I am sitting here on a spring morning, the smell of wet grass still holding somewhere in the memory and listening to what happen to be love songs, this time from Kyrgyzstan. Again another thread that can be pulled out from any other culture or context, perhaps as we were reflecting in the poetry class the other day there are only two great themes in life, love and death. Even though I didn’t think about it before what is important is we didn’t say life and death. I think this comes from recognition that life without love is some kind of death anyway. Yet paradoxically we find ourselves quite far from living in love these days. And I think I want to talk about a few thoughts I have been having on this subject. I am by no means an expert on what I have been thinking about except that I am a human being, for which I claim no credit. Perhaps being an “expert”, with all due respect to the experts, in a sense is dangerous anyway. The parable of the expert who went to the master for wisdom comes to my mind. The master kept pouring tea long after it had filled the cup and began to overflow, metaphor of how a mind full of knowledge can’t arrive at wisdom.

The first point that requires some explanation is the title. I decided to call it that because I seem to notice that most people seem to go around searching for “true” love or wanting “true” love. And usually they like to qualify this with some kind of a turn of phrase, usually, “forever”. And paradoxically go on to act in ways that negates this deeply held wish. Again I am at fault myself, for drawing lines on the sand. It doesn’t require much effort or even much thought to do so, so this means that the first impediment to arrive at that state that we wish for is unwillingness to spend any effort. Just imagine how difficult it must have been to those distant ancestors who painted the caves at Lascuax, France. Maybe they didn’t know what they were doing; maybe it was just their way of applying wallpaper to what were obviously bare and un colorful walls. But I would like to think that they wanted to say something about themselves, something lasting, something set on rock. So this means that there is a qualitative difference between the two styles of drawing lines and I think the quality that is the critical difference is a caring attitude. I wanted to say skill but any skill can be learnt to a reasonable level if that care is present.
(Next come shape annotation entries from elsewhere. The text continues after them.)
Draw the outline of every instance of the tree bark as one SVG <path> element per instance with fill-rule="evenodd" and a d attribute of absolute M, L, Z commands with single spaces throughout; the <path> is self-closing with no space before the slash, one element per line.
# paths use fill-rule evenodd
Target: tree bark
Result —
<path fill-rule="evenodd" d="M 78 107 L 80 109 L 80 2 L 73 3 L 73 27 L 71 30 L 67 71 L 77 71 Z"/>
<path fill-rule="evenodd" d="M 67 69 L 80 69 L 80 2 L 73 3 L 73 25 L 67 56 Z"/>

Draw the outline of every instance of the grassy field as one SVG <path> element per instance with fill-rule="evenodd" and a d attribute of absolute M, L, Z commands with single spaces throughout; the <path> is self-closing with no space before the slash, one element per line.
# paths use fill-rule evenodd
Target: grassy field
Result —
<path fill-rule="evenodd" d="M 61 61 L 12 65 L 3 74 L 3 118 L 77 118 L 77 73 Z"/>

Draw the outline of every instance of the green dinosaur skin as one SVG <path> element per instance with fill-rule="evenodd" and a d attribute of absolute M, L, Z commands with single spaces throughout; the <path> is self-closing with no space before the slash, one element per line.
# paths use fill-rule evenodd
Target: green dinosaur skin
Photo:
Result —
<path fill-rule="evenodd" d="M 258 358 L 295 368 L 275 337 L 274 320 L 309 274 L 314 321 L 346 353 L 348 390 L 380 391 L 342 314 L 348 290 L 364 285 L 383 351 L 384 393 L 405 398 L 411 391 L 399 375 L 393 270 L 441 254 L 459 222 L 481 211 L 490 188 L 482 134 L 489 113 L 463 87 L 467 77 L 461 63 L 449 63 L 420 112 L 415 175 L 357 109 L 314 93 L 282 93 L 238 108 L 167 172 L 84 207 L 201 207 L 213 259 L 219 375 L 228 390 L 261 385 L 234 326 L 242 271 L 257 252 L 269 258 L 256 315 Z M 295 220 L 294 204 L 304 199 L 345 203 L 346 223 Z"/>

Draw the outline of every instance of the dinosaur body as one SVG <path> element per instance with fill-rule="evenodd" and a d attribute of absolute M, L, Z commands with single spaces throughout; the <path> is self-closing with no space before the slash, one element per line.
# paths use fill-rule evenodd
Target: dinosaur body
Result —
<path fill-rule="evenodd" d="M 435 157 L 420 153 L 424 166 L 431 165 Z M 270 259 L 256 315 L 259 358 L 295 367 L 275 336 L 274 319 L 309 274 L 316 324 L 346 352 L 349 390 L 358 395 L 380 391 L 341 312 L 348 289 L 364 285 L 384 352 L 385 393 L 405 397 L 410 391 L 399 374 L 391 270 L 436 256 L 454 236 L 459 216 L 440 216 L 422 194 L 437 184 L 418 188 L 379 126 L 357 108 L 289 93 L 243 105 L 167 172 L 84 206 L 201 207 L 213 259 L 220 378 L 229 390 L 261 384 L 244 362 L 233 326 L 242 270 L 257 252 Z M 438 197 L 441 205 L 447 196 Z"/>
The words that count are those that have to come from experience. And even then they are the experience per se, that stands separate, different. Words are the efflorescence of experience. I discovered a few such words today in the form of a chapter heading in a book:

Don’t chose your wife at a dance But on the field among the harvesters.

I wish I could have read these words before and perhaps even understood their deep meaning. It would have saved me not some grief. However on the contrary, without this grief I wouldn’t have perhaps understood them as I understand them now. I would like to spend some time talking about these two sentences. First it’s obvious that whomsoever had written those words down, hailed from the country, the village and was thus familiar with the work of harvesting: the acts of preparing the soil, clearing the weeds, watering the soil and sowing the seed. All of this involve much hard work for no immediate result, the result demands terrible patience and are again dependent on chance to arrive to that point, the harvest might never happen, locusts might eat the crop, floods may wash them away. Besides the work in itself tends to be muddy, even tending to the term unrefined.

I imagine an old man or for that matter an old woman sitting on the porch, hands gnarled and brown from decades of dancing with the soil, speaking those words. I imagine they have known their share of dancing too.